A Lesson Common to All Three Tools
Different as the mechanisms are, all three tools seem to share one principle: vague instructions and oversized tasks are what waste the most usage. Whether it's preparing a rough outline before asking Genspark, confirming a plan with Claude Code's Plan Mode before implementation, or narrowing down exactly what you need before querying Gemini — the specific tactic varies, but the underlying idea is the same: preparation up front reduces waste.
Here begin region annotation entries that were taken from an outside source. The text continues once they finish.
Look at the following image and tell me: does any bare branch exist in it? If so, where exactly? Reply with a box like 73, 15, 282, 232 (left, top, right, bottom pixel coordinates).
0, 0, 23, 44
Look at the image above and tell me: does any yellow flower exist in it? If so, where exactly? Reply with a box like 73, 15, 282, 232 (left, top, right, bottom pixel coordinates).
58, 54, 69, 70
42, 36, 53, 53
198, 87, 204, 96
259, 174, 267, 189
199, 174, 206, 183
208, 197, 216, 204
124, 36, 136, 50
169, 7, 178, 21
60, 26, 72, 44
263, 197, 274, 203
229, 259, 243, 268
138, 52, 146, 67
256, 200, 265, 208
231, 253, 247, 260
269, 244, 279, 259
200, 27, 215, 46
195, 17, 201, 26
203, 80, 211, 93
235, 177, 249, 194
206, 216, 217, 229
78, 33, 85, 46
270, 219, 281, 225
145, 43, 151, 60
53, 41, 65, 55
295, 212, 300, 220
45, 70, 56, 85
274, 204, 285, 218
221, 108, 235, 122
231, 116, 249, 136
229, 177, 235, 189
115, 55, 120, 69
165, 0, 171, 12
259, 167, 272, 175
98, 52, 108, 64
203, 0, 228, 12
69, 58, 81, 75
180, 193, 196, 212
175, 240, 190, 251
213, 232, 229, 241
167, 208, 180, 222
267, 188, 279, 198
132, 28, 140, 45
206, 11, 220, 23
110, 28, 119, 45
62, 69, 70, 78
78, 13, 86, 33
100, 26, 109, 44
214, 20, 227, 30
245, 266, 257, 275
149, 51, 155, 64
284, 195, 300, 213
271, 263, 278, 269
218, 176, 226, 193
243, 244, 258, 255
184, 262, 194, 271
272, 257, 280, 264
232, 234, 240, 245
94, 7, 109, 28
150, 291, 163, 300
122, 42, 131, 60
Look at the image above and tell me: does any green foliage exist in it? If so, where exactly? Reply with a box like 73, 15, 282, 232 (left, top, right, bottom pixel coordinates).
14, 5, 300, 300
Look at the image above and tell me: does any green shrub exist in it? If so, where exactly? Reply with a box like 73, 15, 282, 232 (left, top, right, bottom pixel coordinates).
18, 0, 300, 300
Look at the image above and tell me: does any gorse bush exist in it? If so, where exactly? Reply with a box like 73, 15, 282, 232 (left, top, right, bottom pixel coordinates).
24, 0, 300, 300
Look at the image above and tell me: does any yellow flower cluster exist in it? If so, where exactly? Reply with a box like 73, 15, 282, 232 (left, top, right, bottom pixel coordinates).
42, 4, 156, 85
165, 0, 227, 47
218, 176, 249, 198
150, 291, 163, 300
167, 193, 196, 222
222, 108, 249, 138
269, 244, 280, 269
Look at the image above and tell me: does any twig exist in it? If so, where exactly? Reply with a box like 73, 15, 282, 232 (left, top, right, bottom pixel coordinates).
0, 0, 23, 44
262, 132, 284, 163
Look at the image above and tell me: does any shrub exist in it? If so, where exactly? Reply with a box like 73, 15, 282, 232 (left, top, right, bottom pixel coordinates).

Comparison Table: Limits Across the Three Tools
- Genspark: Credit-based / partially recovers daily / the key to saving is choosing the right feature for the task
- Claude Code: 5-hour rolling window / Plan Mode and splitting up conversations help / limit was doubled in May 2026
- Gemini: 24-hour usage cap / resets automatically at the date change / knowing the specific numeric ceilings matters
Summary
Running multiple AI tools side by side means dealing with several different limit systems, which can be disorienting at first. But the underlying idea is consistent: deciding upfront what you actually want the AI to handle, and how much you want to hand off to it, is what keeps you from wasting credits or hitting rate limits unnecessarily. If you switch between several of these tools, understanding each one's limit system properly — and picking the right tool for the situation — seems to be the real skill worth building.